Thursday, September 9, 1999 Published at 16:36 GMT 17:36 UK
Fatal clashes at Lagos port
By BBC Lagos correspondent, Barnaby Phillips
The port in Nigeria's commercial capital, Lagos, has been paralysed following clashes between rival gangs that have left several people killed or injured.
The Lagos port - the most important in Nigeria - has been sealed off by heavily-armed riot police, who fired teargas and shots in the air to disperse crowds of dock workers.
The exact origins of the violence remain confused, but trade union officials blamed an armed gang of outside workers who invaded the port during the early hours of the morning.
A police officer said ten people had been arrested.

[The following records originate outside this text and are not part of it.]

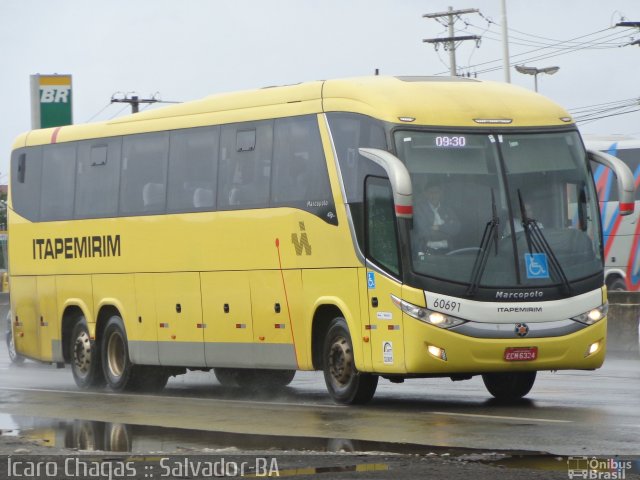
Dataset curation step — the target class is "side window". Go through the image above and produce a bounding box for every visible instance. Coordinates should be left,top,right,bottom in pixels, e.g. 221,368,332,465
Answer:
365,177,400,275
120,133,169,215
217,120,273,209
75,138,122,218
327,113,388,250
10,147,42,222
167,127,220,212
327,113,388,203
40,143,76,221
271,115,337,224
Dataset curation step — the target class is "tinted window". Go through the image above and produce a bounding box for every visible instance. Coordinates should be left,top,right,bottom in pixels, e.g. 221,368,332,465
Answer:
75,138,122,218
11,147,42,221
591,145,640,202
327,113,388,250
40,143,76,220
367,177,400,274
327,113,387,203
120,133,169,215
217,121,273,209
271,115,337,224
167,127,220,212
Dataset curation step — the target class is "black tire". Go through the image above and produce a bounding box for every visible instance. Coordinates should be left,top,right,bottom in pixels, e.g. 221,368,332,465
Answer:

The Lagos port, which sprawls over an area of several square kilometres, has been at a standstill for much of Thursday.
Riot police have prevented thousands of workers from entering. At one gate on the Tin Can Island, three corpses lay burning and abandoned by the roadside.
Workers said that at least ten people had been killed, but this was impossible to verify.
Vehicles ferried the injured out from the docks.
There are contradictory reports as to how the violence started, but competition for scarce employment in the port appears to be at the root of the problem.
Vital to economy
Police said that members of an extremist organization from the Yoruba ethnic group, known as the Odua People's Congress, were also involved.
Relations between the Odua People's Congress and the police in Lagos are very bad, and the police often blame them for civil disturbances.
The Lagos port is of vital economic importance to Nigeria's import-dependent economy.
It serves not only one of the largest cities in Africa but also a hinterland containing tens of millions of people.